Launched last week to global users after initially being a subscriber-only addition, Snapchat’s new AI chatbot powered by OpenAI’s GPT technology is now pinned to the top of the app’s Chat tab where users can ask it questions and get instant responses. But following the chatbot’s rollout to Snapchat’s wider community, Snapchat’s app has seen a spike in negative reviews amid a growing number of complaints shared on social media.

Over the past week, Snapchat’s average U.S. App Store review was 1.67, with 75% of reviews being one-star, according to data from app intelligence firm Sensor Tower.

I was optimistic about Snapchat’s My AI feature when it initially launched last month:

Snapchat has a new AI chatbot. They are, in hindsight, the perfect company to experiment with personality-driven chat. They have a younger user base, less fear of upsetting a stodgy corporate audience, and a history of being an early adopter to strange new technologies.

That was evidently an incorrect analysis. While it might be true the Snapchat company is well positioned to experiment with emerging technologies, the Snapchat user base certainly doesn’t universally appreciate being subject to these experiments.
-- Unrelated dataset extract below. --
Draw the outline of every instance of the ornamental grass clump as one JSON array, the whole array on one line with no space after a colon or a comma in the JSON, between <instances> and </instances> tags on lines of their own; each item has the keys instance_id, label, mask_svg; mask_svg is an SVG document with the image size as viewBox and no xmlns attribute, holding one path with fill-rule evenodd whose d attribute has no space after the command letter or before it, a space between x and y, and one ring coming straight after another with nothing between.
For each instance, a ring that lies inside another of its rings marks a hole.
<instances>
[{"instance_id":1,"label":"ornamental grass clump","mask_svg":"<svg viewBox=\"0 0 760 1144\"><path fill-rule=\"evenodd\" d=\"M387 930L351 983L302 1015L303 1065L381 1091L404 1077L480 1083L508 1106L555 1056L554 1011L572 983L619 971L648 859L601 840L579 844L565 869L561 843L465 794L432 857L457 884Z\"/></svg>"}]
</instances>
On further reflection, I think the general principal that I wrote about a few weeks ago in regards to Google can be applied more broadly:

Generative AI is a fundamentally new technology; therefore, you should allow that to guide you into new products that were impossible or impractical previously. Attempting to shoehorn AI into existing products will be awkward, at best.

At the very least, if you are committed to the ill-advised “shoehorn” strategy, you should make these new features optional, ideally opt-in. No one appreciates it when a well-known user interface suddenly changes—no matter the reason that prompted the change.